The Arrangement of Words Matters

Grammar is a piano I play by ear, since I seem to have been out of school the year the rules were mentioned. All I know of grammar is its infinite power. To shift the structure of a sentence alters the meaning of that sentence, as definitely and inflexibly as the position of a camera alters the meaning of the object being photographed. Many people know about camera angles now, but not so many know about sentences. The arrangement of words matters, and the arrangement you want can be found in the picture in your mind. The picture dictates the arrangement. The picture dictates whether this will be a sentence with or without clauses, a sentence that ends hard or a dying-fall sentence, long or short, active or passive.
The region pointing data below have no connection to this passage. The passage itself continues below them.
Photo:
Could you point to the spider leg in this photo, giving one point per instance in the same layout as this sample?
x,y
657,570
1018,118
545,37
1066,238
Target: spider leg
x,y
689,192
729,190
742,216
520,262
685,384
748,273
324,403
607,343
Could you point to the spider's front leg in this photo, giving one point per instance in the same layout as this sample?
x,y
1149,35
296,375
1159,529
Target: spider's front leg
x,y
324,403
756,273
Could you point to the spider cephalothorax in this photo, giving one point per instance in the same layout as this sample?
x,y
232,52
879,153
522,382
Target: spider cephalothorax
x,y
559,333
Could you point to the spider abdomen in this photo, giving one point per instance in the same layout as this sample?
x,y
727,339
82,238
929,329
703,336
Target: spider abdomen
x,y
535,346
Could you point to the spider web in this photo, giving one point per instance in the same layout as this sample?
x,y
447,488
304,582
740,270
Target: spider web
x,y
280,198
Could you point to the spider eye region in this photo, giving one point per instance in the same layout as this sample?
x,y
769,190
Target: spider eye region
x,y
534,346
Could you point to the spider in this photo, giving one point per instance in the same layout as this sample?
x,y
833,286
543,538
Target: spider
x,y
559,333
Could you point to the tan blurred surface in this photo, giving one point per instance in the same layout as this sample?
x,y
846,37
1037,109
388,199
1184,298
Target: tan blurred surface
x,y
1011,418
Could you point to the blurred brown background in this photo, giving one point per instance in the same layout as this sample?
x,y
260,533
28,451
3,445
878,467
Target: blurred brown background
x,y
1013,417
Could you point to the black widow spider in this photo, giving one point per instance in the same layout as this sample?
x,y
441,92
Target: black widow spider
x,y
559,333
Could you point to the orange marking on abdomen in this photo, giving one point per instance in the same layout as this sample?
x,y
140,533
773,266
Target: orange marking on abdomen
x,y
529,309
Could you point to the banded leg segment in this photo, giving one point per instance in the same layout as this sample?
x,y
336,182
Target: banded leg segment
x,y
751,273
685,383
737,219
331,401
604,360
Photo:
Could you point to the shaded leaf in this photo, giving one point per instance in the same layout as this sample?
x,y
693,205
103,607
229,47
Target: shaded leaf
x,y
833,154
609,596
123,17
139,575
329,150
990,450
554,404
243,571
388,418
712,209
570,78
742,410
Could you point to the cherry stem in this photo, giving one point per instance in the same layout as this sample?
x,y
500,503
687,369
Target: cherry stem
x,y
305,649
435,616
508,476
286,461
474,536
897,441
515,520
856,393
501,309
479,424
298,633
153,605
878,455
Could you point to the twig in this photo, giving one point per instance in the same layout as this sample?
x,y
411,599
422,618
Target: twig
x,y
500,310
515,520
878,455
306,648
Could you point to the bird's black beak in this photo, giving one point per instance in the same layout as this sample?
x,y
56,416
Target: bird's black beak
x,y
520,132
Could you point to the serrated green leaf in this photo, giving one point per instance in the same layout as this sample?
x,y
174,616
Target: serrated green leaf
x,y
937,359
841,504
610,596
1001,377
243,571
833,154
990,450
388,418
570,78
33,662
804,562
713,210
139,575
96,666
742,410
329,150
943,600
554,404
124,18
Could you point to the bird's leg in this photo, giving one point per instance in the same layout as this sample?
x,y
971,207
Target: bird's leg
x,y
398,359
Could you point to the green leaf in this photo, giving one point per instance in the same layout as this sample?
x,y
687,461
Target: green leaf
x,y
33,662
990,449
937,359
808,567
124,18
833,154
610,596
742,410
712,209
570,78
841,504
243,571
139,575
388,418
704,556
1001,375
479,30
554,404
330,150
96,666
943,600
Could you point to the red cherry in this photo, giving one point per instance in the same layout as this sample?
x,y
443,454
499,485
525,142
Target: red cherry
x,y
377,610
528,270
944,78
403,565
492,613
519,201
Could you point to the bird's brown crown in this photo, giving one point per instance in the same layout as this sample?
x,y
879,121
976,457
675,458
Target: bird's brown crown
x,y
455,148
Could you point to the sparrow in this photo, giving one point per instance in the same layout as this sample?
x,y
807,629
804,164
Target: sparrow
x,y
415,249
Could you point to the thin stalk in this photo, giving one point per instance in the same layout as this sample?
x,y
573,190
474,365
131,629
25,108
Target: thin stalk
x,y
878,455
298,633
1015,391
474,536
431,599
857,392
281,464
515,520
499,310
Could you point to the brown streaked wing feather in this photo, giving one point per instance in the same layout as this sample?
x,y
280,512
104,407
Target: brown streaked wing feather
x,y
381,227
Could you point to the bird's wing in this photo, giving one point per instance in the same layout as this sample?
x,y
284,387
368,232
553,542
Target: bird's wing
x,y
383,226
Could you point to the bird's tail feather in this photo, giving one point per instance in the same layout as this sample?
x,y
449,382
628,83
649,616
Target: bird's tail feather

The picture tells you how to arrange words and the arrangement of the words tells you, or tells me, what’s going on in the picture. Nota bene.*
It tells you.
You don’t tell it.

JOAN DIDION

*"Note well."

Writing Is Like Walking Through a Desert

I have never felt like I was creating anything. For me, writing is like walking through a desert and all at once, poking up through the hardpan, I see the top of a chimney. I know there’s a house under there, and I’m pretty sure that I can dig it up if I want. That’s how I feel. It’s like the stories are already there. What they pay me for is the leap of faith that says: ‘If I sit down and do this, everything will come out OK."

STEPHEN KING

Each Deletion Is a Triumph

On the third or fourth draft, pencil in hand, I reread my test, by this point practically a fair copy, and eliminate whatever can be eliminated, whatever seems useless. Each deletion is a triumph. At the bottom of every page I write, “crossed out seven words,” “crossed out ten words,” as the case may be. It gives me great pleasure to get rid of what is futile.

MARGUERITE YOURCENAR

You're a Boxer

You’re a boxer. Your job is to get punched in the face and keep swinging. It’s easy for anybody to say, “I wrote five scripts. None of them sold. I gave it my best shot. I’m moving back to Chicago.” You can’t do that. If you want a career in Hollywood, you can’t fail. You can quit, which most people do when they don’t achieve success as quickly as they’d like, but you can’t fail. There are as many opportunities as you can create for yourself. You can write a script a day, every day, for your whole life, if you’re that motivated.

ADAM RIFKIN

Screenplays Are Structure

Screenplays are structure, and that’s all they are. The quality of writing—which is crucial in almost every other form of literature—is not what makes a screenplay work. Structure isn’t anything else but telling the story, starting as late as possible, starting each scene as late as possible. You don’t want to begin with “Once upon a time,” because the audience gets antsy.

WILLIAM GOLDMAN

The Page Will Teach You to Write

Who will teach me to write? a reader wanted to know. The page, the page, the blankness of eternity which you cover slowly, affirming time’s scrawl as a right and your daring as necessity; the page, which you cover woodenly, ruining it, but asserting your freedom and power to act, acknowledging that you ruin everything you touch but touching it nevertheless, because acting is better than being here in mere opacity; the page, which you cover slowly with the crabbed thread of your gut; the page in the purity of its possibilities; the page of your death, against which you pit such flawed excellences as you can muster with all your life’s strength: that page will teach you to write.

ANNIE DILLARD

Writing Is for Compulsive Storytellers

Examine your motives. Are you drawn to fiction writing because it can be performed cheaply at home? Are you an alcoholic looking for an excuse to sleep late? Writing is for compulsive storytellers. So are a lot of things—police work, diplomacy, counseling the needy, etc. Before you commit to writing as a career, make sure you’re not simply agoraphobic or depressed.

NELL ZINK

Composition Is a Discipline

Composition is a discipline; it forces us to think. If you want to “get in touch with your feelings,” fine—talk to yourself; we all do. But, if you want to communicate with another thinking human being, get in touch with your thoughts. Put them in order; give them a purpose; use them to persuade, to instruct, to discover, to seduce. The secret way to do this is to write it down and then cut out the confusing parts.

WILLIAM SAFIRE

The Unconscious Takes Over

The unconscious mind takes the germ of an idea and develops it, but usually this happens only when a writer has tried hard, and logically, to develop it himself. After he has given it up for a few hours, getting nowhere, a great advancement of the plot will pop into his head. I have been waked up in the night sometimes by a plot advancement or a solution of a problem that I had not even been dreaming about.